Pengamat Emas Ibrahim Assuaibi, menilai bahkan jika level tersebut tertembus, tidak menutup kemungkinan harga emas dunia akan menguji posisi yang lebih rendah.
"Ini kemungkinan harga emas dunia akan terkoreksi, koreksinya kemungkinan saat ini kan di USD 3.343 per troy ounce ya, ada kemungkinan besar dia akan ke USD 3.307," kata Ibrahim kepada Liputan6.com, Kamis (8/5/2025).
Dia menuturkan, pergerakan harga emas ini sangat dipengaruhi oleh dua faktor fundamental utama yang tengah membebani pasar logam mulia. Pertama, kebijakan suku bunga Bank Sentral Amerika Serikat (Federal Reserve) yang masih cenderung ketat.
Hingga saat ini, The Fed belum memberikan sinyal pasti mengenai kapan suku bunga akan mulai diturunkan, padahal sebelumnya pasar berekspektasi akan terjadi pemangkasan suku bunga sebanyak tiga kali sepanjang tahun ini dengan total lebih dari satu persen.
"Ini kan sebenarnya ada 2 fundamental yang membuat harga emas dunia ini kan turun. Yang pertama itu kan Bank Central Amerika mempertahankan suku bunga, ya mempertahankan suku bunganya sampai kapan, sampai di mana perang dagang ini tidak membahayakan inflasi," ujarnya.
Penurunan Suku Bunga Pengaruhi Harga Emas Dunia
Namun, dalam pertemuan terbaru, seluruh pejabat The Fed sepakat untuk mempertahankan suku bunga pada level saat ini hingga situasi global, khususnya terkait perang dagang, menunjukkan tanda-tanda mereda. Ketegangan dagang antara Amerika Serikat dan Tiongkok menjadi perhatian utama karena dampaknya terhadap inflasi dan stabilitas ekonomi domestik AS.
"Nah, ini yang membuat Bank Central sendiri belum memberikan waktu untuk penurunan suku bunga di tahun ini.

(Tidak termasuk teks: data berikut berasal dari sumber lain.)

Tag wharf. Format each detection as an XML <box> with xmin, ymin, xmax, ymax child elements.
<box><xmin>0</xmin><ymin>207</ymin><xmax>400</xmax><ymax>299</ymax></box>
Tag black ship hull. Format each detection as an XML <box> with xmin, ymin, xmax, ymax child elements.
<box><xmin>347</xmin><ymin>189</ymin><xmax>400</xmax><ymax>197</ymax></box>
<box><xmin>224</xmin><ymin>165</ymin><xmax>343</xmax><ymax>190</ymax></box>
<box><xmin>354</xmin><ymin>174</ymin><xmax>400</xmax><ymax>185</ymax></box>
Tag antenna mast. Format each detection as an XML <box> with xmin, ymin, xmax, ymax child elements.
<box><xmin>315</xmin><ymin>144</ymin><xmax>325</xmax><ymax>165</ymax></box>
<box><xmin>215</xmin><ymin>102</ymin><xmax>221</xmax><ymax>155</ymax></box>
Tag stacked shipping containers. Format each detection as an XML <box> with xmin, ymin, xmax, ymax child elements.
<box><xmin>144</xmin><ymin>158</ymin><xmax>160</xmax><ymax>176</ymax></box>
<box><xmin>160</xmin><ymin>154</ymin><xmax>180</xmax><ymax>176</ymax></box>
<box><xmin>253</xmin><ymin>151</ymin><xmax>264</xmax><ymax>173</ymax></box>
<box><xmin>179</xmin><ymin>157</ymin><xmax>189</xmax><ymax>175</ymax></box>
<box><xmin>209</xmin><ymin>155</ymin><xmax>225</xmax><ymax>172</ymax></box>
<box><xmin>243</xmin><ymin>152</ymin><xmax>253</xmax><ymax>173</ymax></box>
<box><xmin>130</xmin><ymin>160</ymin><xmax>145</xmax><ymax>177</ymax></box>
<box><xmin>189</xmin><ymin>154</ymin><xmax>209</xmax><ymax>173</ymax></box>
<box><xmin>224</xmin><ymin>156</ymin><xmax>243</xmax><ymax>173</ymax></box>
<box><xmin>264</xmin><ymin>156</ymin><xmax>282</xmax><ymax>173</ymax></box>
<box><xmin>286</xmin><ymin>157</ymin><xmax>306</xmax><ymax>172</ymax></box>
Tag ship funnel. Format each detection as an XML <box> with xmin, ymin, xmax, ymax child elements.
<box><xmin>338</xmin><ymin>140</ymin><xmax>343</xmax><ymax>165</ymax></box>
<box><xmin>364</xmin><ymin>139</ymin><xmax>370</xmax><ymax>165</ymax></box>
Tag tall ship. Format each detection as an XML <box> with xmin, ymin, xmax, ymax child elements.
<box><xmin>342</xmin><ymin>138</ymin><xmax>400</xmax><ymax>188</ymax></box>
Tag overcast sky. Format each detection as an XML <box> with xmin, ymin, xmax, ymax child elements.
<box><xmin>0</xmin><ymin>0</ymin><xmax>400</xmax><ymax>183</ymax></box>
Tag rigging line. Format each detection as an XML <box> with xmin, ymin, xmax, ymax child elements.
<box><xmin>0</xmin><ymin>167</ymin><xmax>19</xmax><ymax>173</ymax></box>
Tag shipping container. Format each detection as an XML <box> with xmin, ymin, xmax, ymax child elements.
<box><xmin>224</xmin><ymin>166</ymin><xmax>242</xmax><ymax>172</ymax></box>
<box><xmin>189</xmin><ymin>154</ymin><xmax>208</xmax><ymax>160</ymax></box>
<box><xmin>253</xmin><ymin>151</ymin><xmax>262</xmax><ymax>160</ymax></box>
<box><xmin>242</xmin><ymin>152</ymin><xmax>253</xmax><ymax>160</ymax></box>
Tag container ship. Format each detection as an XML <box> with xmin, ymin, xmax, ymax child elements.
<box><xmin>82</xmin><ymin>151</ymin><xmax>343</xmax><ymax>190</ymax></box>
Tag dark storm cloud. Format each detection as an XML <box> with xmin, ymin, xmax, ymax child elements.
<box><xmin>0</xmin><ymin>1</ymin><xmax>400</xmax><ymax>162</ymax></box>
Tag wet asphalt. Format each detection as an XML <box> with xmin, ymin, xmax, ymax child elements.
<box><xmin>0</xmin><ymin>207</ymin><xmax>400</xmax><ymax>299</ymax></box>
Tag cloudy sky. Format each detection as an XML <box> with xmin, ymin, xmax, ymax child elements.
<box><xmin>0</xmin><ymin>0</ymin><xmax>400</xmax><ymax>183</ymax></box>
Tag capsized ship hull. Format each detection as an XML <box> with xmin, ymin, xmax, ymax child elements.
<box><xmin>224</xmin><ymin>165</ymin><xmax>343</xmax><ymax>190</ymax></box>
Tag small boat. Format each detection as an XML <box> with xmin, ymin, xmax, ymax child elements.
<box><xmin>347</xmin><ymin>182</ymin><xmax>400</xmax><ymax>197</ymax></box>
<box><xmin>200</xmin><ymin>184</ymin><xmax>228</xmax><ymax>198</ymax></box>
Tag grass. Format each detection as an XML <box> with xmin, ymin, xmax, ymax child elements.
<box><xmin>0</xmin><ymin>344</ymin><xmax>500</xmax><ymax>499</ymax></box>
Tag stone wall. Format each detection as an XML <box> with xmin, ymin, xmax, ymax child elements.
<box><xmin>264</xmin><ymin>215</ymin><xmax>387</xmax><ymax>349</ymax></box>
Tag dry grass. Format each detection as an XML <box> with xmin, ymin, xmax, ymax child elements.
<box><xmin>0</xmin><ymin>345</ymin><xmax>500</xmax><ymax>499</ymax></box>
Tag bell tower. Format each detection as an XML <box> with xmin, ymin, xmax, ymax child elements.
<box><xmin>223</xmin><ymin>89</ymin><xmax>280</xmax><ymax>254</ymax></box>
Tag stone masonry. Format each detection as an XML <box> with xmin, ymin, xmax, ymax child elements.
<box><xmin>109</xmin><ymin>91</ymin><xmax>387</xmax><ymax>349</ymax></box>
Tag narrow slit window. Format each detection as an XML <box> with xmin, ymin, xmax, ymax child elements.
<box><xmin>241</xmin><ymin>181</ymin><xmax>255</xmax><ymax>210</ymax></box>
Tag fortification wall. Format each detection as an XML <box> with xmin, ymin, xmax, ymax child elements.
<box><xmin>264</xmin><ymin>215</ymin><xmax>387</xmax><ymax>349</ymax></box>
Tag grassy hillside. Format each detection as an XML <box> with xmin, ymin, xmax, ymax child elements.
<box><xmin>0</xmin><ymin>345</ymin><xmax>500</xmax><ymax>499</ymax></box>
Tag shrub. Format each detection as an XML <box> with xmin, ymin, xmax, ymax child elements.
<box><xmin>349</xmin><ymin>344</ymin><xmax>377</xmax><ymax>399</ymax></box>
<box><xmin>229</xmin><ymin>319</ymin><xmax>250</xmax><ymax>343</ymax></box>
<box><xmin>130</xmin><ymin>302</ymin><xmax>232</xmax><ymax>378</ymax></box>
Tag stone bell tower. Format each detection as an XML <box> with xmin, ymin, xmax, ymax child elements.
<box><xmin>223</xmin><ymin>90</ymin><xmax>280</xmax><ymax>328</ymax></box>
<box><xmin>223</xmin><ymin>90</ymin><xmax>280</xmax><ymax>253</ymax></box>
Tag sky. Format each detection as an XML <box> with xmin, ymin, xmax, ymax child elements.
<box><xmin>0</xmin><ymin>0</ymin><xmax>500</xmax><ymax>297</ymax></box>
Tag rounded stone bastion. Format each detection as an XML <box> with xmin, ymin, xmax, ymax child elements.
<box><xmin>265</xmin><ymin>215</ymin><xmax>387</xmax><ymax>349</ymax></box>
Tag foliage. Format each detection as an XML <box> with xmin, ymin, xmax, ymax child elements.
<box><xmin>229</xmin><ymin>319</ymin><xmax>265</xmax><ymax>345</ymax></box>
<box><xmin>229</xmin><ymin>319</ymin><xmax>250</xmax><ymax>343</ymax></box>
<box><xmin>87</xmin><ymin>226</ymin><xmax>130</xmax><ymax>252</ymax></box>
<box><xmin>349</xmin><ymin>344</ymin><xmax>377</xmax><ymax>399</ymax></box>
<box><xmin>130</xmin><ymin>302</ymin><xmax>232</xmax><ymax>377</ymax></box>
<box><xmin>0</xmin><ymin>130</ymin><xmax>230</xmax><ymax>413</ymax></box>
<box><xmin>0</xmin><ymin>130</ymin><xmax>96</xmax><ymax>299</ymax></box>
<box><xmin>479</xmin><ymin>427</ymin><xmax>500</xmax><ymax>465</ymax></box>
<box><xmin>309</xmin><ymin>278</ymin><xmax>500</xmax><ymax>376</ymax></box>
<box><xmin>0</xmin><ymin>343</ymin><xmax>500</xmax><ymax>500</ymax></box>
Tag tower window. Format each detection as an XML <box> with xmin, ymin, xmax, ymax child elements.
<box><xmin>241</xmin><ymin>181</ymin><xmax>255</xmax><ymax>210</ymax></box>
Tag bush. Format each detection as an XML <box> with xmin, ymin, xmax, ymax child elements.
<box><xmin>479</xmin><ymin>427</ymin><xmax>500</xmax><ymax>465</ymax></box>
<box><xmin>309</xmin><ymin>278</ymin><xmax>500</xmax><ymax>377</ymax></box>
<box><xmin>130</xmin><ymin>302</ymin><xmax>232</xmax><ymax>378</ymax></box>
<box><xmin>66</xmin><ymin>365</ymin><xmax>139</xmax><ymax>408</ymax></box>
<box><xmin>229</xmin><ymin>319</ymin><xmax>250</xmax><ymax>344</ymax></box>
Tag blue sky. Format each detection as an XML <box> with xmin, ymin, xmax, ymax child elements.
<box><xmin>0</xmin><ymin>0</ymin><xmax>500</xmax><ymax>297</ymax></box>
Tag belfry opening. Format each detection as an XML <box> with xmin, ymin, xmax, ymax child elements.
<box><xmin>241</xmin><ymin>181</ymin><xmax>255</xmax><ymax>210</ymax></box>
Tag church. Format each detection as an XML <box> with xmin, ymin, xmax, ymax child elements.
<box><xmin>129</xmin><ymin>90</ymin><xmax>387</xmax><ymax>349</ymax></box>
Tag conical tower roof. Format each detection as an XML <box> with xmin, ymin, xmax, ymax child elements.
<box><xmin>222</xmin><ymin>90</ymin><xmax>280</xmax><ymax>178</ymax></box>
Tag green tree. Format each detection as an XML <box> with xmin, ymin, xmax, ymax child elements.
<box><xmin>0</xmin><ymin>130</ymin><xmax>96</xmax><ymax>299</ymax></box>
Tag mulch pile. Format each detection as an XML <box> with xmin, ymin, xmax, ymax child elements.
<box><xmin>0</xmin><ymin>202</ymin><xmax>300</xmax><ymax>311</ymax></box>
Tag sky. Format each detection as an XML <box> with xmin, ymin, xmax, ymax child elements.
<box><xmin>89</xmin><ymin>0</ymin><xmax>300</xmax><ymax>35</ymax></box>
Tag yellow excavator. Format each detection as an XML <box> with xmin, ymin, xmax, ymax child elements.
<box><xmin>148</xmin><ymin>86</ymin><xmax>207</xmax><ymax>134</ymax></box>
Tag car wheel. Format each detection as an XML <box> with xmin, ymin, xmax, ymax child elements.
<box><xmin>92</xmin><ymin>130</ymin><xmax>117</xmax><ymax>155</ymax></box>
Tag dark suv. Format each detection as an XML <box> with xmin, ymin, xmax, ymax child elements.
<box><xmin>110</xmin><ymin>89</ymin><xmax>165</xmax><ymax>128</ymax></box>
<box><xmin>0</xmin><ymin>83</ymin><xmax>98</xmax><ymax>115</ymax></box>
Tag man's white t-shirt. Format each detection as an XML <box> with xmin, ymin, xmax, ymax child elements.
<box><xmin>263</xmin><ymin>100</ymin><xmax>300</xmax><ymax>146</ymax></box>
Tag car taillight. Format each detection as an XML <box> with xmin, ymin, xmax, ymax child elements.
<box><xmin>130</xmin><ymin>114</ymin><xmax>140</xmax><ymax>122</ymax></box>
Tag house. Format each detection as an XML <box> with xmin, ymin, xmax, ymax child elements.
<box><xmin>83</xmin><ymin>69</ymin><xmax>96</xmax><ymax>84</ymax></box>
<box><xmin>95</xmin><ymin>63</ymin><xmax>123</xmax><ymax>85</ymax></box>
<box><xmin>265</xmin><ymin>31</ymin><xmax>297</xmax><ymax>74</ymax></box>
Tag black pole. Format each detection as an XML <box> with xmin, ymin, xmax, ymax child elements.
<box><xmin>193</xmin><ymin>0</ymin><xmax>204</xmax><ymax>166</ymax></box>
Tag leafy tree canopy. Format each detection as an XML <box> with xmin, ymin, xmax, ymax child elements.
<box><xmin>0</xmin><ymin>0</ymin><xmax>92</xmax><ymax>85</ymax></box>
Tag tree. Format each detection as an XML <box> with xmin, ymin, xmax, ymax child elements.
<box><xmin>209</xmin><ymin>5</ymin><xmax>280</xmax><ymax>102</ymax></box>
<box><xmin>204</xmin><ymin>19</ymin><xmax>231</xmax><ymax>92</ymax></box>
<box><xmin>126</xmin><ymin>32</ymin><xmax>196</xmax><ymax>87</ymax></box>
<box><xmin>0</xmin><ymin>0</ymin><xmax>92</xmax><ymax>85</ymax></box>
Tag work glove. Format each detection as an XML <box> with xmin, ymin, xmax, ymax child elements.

Ya ini yang kita tahu bahwa Bank Central ini kan ekspetasinya itu akan menurunkan suku bunga 3 kali bahkan di atas 1%. Tapi dalam pertemuan tadi malam, semua pejabat yang rapat itu sepakat," katanya.
Kondisi ini semakin diperparah oleh kontraksi ekonomi Amerika Serikat pada kuartal pertama tahun ini yang tercatat menyusut sebesar 0,3 persen. Menurut Ibrahim, fakta ini mencerminkan adanya tekanan struktural yang belum terselesaikan, meski inflasi belum mencapai level yang mengkhawatirkan.
"Nah pasti akan berdampak ke inflasi karena harga-harga tinggi terutama di Amerika. Buktinya pertumbuhan ekonomi di Amerika kuartal pertama terkontraksi kan 0,3%," jelasnya.